Hace seis días, la Reserva Federal no quiso bajar tasas básicas sosteniendo que, pese a la volatilidad financiera, “la economía seguirá expandiéndose a ritmo moderado este trimestre y los próximos, apoyada en un sólido crecimiento de empleo e ingresos”. Orientado a Wall Street, este desmedido optimismo no ayuda a los turbulentos mercados financieros ni beneficia a bonos que casi nadie quiere comprar ni retener.

Ese mismo martes 7, BNP Paribas -el mayor banco privado francés- declarò que le era imposible justipreciar sus tenencias de bonos hipotecarios nortaamericanos y bloqueó su retiro por € 1.600 millones. Entre jueves y viernes, al multiplicarse ese fenómeno en otras bancas relevantes, el BCE hizo punta y, junto con la RF y el banco de Japón, inyectaron “call” por US$ 323.000 millones (dos veces el PBI argentino).
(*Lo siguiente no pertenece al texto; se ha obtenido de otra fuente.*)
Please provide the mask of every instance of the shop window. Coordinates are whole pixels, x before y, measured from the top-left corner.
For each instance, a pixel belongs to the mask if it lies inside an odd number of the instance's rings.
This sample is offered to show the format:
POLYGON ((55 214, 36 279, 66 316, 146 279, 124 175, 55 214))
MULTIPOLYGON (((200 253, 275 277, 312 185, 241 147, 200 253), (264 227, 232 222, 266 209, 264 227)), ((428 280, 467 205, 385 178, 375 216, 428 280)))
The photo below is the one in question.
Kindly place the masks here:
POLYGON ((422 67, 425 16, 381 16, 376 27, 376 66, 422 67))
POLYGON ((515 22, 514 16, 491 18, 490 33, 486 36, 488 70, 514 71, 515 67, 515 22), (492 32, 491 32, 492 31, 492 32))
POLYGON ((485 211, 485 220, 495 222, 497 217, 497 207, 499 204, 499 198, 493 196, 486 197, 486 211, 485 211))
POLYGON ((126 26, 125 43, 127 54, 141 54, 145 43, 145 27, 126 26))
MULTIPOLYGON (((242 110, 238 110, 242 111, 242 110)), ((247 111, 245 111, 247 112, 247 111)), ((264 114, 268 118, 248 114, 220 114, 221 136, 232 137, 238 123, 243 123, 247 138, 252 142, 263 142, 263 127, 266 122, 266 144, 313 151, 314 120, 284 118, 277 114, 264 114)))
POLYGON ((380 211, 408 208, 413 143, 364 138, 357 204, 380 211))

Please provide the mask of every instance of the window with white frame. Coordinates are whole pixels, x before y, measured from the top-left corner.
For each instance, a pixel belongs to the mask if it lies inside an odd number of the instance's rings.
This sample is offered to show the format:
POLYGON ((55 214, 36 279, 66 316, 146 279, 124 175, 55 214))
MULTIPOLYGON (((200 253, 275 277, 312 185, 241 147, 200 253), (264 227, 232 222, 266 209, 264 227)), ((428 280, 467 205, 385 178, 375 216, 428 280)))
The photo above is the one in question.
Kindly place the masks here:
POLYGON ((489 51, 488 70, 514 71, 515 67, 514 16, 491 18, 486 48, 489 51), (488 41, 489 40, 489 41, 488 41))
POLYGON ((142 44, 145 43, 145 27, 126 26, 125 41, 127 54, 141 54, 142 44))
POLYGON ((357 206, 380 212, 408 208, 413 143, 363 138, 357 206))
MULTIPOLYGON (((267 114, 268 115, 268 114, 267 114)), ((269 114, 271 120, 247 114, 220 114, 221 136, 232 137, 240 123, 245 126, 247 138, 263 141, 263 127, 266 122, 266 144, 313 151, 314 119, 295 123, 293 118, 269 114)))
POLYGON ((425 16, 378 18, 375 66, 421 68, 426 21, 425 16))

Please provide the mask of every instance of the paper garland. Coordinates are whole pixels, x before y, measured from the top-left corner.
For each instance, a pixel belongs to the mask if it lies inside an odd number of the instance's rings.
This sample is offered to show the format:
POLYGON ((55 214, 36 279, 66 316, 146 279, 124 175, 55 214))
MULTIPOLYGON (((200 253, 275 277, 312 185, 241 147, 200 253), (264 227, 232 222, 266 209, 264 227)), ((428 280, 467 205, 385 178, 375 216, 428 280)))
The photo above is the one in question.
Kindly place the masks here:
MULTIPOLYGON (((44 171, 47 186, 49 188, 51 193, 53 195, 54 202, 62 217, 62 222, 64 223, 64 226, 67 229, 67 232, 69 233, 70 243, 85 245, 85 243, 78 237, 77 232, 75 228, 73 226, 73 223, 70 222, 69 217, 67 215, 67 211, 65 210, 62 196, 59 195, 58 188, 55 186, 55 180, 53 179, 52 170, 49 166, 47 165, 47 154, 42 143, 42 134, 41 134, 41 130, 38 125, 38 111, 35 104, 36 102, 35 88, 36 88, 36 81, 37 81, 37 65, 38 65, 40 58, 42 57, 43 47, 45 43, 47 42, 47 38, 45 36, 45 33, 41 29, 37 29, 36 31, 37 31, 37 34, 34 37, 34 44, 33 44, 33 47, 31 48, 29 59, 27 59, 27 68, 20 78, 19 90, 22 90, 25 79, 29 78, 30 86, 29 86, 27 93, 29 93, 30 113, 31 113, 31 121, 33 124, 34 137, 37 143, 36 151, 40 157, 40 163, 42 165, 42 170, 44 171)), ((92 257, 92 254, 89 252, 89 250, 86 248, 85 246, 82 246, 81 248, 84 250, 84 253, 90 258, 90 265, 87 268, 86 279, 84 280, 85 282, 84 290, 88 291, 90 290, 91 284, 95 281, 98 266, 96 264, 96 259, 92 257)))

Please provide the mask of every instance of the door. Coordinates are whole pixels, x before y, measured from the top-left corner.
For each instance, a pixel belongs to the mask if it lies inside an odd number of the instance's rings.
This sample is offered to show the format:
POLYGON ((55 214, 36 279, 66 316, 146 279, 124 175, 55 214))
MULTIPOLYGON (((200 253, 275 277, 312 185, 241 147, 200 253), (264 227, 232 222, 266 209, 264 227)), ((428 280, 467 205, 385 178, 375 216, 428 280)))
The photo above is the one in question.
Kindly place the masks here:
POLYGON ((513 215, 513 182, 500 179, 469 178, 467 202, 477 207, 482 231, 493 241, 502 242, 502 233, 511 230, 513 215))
Si esto es un pánico irracional, la transfusión de fondos cortoplacistas permitirá capear la tormenta. De lo contrario, habrá más corridas y se licuarán más carteras especulativas o de baja calidad. Quizá la cuestión básica sea que los bancos centrales luchan contra la falta de confianza en el mismo sistema financiero que generaron, al no regular segmentos como los derivativos, las malas hipotecas o los fondos extrabursátiles dedicados a compras apalancadas.